Java's popularity continued to decline this month, almost clearing the path for Python to snatch its spot as the world's second most popular programming language, according to Tiobe's latest programming language rankings.
If Python does overtake Java, it would mark the first time since Tiobe began its programming language popularity index in 2001 that Java would be outside the top two spots.
As Tiobe CEO Paul Jansen notes, C and Java have held the top two spots consistently for two decades. But today 25-year-old Java is approaching its "all-time low" in popularity, falling 4.32 percentage points compared with October 2019.
In September, Jansen said Java "is in real trouble" because of its year-on-year decline of 3.81 percentage points. Python, which was created in 1991, has seen its popularity ascend thanks to its use by data scientists and the rise of machine learning.
Tiobe bases its popularity index on the number of hits that searches for a particular language get across 25 search engines. It constitutes one estimate of the popularity of various programming languages, along those provided by IEEE Spectrum, RedMonk, GitHub, Stack Overflow and others. Each index uses different methodologies, so the rankings don't always align.
However, Tiobe's October 2020 index appears to be tracking what RedMonk observed in its July 2020 rankings. RedMonk's rankings are based on GitHub and Stack Overflow data.
Tiobe's latest data shows that Java's ratings stood at 12.56% compared with Python's 11.28%, leaving a 1.3% gap between the two languages.
RedMonk's Stephen O'Grady thinks Java will remain important.

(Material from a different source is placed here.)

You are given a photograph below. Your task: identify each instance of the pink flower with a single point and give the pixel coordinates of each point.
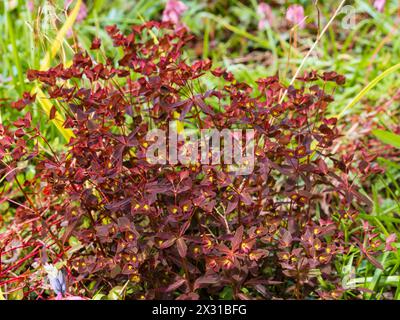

However, its place as a "language of first resort" is under threat as developers explore other languages.
A report commissioned by Oracle noted that Java's steward, Oracle, must innovate Java to steer potential Java developers away from newer languages like Rust and Kotlin. Nonetheless, Oracle points out that Java is used by 69% of full-time developers worldwide.
Java was created in 1995 by James Gosling at Sun Microsystems. Gosling and fellow Sun engineers decided to create Java after witnessing processors becoming embedded in everything from cell phones to elevators, locomotives, factory process-control systems, and AV equipment.